The point of The Sims is to be boss of the banal. You start the game with a dollop of cash and a shell of a house, and the challenge is to decorate and populate it. Ready-made characters are available, but most players craft their own. You can choose the basic attributes of their personalities—whether they are creative or anti-social, organized or slovenly. You dress them, name them, give them hairstyles and provide them with plumbing, a toaster oven and matching sheets (puppies and toy rockets, too, if you buy the expansion packs).
Then, you turn them loose. They wander their suburbia, muttering in their own strange language to one another and getting into all kinds of trouble. The only clues to their “thoughts” are little meters that track their mental and physical states and cartoon images that appear in balloons over their heads.
But the game allows no watchmaker gods.

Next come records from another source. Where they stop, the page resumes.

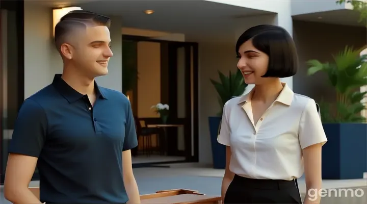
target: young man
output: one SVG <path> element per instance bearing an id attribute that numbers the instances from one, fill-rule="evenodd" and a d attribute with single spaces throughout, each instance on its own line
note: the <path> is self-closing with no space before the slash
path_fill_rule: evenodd
<path id="1" fill-rule="evenodd" d="M 27 98 L 18 113 L 4 186 L 12 202 L 140 203 L 130 103 L 94 81 L 108 72 L 110 25 L 107 17 L 77 11 L 56 26 L 63 73 Z M 40 200 L 28 189 L 36 164 Z"/>

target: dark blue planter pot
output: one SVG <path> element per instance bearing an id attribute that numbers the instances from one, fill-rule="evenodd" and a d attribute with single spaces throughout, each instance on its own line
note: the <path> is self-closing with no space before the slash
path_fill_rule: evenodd
<path id="1" fill-rule="evenodd" d="M 367 172 L 367 124 L 323 126 L 328 139 L 322 149 L 323 179 L 363 178 Z"/>
<path id="2" fill-rule="evenodd" d="M 225 168 L 225 146 L 217 140 L 221 120 L 220 117 L 209 117 L 209 130 L 212 143 L 213 166 L 215 169 Z"/>

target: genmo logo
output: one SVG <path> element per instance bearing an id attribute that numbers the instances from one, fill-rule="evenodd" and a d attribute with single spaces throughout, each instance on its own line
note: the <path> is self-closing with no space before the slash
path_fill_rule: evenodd
<path id="1" fill-rule="evenodd" d="M 307 192 L 308 199 L 311 201 L 316 200 L 319 197 L 362 197 L 364 195 L 363 189 L 311 189 Z"/>

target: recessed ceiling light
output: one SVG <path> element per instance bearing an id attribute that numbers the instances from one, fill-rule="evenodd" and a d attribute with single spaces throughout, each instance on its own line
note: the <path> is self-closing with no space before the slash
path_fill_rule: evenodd
<path id="1" fill-rule="evenodd" d="M 146 10 L 144 11 L 144 13 L 146 14 L 152 14 L 153 13 L 154 13 L 154 11 L 152 10 Z"/>

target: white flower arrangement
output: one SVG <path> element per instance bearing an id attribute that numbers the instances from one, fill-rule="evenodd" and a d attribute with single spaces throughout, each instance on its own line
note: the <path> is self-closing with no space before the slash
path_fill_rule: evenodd
<path id="1" fill-rule="evenodd" d="M 151 107 L 151 108 L 155 108 L 155 111 L 159 113 L 161 112 L 168 112 L 169 110 L 169 106 L 168 104 L 162 104 L 160 103 Z"/>
<path id="2" fill-rule="evenodd" d="M 155 112 L 159 114 L 163 123 L 166 123 L 168 117 L 169 106 L 168 104 L 162 104 L 160 103 L 155 106 L 152 106 L 151 108 L 155 109 Z"/>

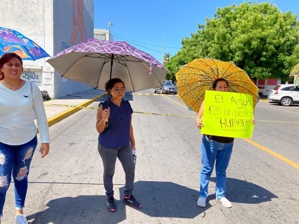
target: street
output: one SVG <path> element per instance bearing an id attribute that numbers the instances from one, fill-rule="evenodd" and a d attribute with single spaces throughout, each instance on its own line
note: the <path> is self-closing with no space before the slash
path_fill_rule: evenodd
<path id="1" fill-rule="evenodd" d="M 96 110 L 83 109 L 50 128 L 47 156 L 35 153 L 24 209 L 29 223 L 299 223 L 299 106 L 258 103 L 253 138 L 235 139 L 226 173 L 232 208 L 215 200 L 215 171 L 202 208 L 196 205 L 202 137 L 196 114 L 176 95 L 148 90 L 133 98 L 134 195 L 143 207 L 136 210 L 121 201 L 125 176 L 118 161 L 113 178 L 117 211 L 106 211 Z M 13 188 L 12 183 L 3 223 L 14 222 Z"/>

Without constant coddling, your Sims will quickly turn cranky and lonely, passing out from exhaustion or trashing the place. You must cultivate their friends and lovers, tell them when to wash, entertain them with hobbies or TV, get them hired and get them to work on time. Keeping your Sims employed is key, since the quickest route to happiness in the game is more and better stuff: tricked-out pick-up trucks, tiki-themed décor, ferrets that drink out of the toilet. More likely than not, pretty soon you’ll be taking better care of your virtual friends than you do of yourself.